The design of the display should enhance your body of work. Fill your space taking care not to overcrowd it, the old cliché “less is more” has endured for a reason. We give breathing space to work when it’s framed, allow each piece to occupy its own exhibition space so it can be individually considered. Identify and place the signature piece then counter balance with the remainder of your collection to maintain overall unity. Consider how colour influences which pieces sit together, how each piece relates to the next, balance colour across the collection for a cohesive display.
Discreetly and professionally, display material such as business cards, promotional material, and print runs etc. ensuring written information is well produced, accurate and correctly spelt.
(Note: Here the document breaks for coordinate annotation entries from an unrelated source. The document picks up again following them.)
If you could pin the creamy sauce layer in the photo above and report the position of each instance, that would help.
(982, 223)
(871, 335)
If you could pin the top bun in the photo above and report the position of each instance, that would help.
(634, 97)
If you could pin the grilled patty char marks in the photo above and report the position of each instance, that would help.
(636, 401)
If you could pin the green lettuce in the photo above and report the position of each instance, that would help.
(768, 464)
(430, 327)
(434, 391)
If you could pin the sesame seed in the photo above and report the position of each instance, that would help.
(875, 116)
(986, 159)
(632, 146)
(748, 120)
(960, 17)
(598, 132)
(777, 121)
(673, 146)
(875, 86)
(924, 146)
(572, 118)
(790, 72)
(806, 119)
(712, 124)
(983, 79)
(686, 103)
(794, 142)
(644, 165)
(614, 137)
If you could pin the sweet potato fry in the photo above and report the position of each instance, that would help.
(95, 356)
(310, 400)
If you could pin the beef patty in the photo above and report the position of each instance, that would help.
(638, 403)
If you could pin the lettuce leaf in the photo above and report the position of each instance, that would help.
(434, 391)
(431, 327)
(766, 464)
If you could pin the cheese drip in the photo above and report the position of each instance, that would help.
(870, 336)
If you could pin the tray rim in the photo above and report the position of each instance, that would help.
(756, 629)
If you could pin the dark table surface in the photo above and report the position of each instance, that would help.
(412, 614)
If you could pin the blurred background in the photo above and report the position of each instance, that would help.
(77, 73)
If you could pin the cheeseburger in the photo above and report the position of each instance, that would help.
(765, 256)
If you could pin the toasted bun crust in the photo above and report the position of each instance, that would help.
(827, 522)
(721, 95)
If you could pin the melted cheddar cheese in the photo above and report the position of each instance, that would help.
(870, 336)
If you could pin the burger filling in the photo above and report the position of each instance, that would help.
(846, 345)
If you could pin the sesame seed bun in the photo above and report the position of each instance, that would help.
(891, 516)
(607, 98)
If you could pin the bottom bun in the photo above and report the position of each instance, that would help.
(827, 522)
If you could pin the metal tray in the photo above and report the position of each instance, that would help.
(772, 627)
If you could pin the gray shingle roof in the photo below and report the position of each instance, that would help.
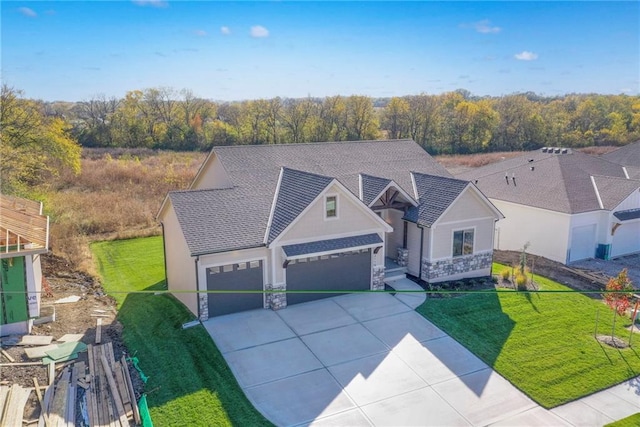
(331, 245)
(614, 190)
(218, 220)
(228, 219)
(627, 215)
(297, 190)
(558, 182)
(372, 186)
(629, 155)
(435, 195)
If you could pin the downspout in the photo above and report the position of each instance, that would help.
(421, 249)
(196, 260)
(164, 254)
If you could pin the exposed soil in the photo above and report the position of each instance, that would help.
(80, 317)
(553, 270)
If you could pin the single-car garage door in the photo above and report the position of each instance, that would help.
(347, 271)
(244, 276)
(583, 242)
(626, 239)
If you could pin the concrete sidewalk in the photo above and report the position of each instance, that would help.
(370, 359)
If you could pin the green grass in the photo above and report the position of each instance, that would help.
(189, 381)
(542, 343)
(630, 421)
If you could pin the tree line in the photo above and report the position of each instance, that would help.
(449, 123)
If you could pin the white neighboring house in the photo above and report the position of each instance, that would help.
(319, 217)
(24, 236)
(567, 205)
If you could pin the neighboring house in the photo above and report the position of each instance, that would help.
(567, 205)
(24, 236)
(319, 217)
(627, 156)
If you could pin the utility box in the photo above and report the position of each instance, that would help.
(603, 251)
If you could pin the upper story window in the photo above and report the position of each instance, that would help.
(331, 207)
(463, 242)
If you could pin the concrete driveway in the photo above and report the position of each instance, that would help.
(364, 359)
(370, 359)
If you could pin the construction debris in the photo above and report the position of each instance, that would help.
(69, 299)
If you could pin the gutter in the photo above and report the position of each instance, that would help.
(197, 259)
(164, 253)
(421, 249)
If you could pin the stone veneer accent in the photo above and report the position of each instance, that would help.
(457, 265)
(277, 300)
(377, 272)
(203, 304)
(403, 257)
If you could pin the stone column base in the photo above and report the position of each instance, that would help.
(276, 300)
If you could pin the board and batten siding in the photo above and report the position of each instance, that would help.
(352, 220)
(547, 232)
(394, 239)
(469, 211)
(181, 270)
(414, 235)
(442, 236)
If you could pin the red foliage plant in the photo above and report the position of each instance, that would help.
(619, 292)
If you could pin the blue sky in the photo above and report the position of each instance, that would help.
(72, 51)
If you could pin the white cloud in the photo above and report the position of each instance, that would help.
(27, 12)
(258, 31)
(153, 3)
(485, 27)
(525, 55)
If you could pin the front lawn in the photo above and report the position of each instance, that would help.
(189, 381)
(543, 343)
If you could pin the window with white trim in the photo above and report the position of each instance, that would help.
(331, 207)
(463, 242)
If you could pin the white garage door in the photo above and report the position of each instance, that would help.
(626, 239)
(583, 242)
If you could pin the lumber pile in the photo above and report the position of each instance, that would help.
(96, 393)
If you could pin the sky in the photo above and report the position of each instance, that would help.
(76, 50)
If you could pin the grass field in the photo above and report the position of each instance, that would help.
(189, 381)
(631, 421)
(542, 343)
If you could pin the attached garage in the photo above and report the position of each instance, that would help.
(345, 271)
(583, 242)
(243, 276)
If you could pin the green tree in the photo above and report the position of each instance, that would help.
(32, 146)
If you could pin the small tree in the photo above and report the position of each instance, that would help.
(618, 296)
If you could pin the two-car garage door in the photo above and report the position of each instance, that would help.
(346, 271)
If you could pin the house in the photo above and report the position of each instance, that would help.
(567, 205)
(320, 217)
(24, 236)
(629, 157)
Don’t ruin the overall look of your presentation with last minute “add-ons”; consider neat Perspex dispensers which can be easily secured to your display panels, and think about placement during the planning of your space.
So now you feel you are ready to go? You have one last opportunity to ask a fresh pair of eyes to preview your display before opening, and don’t be afraid to remove the weakest piece of work if it doesn’t sit well and is having an adverse effect on the collection, your display will only be as strong as your weakest piece.
Deep breath, shoulders back, big smile, open the doors, and good luck!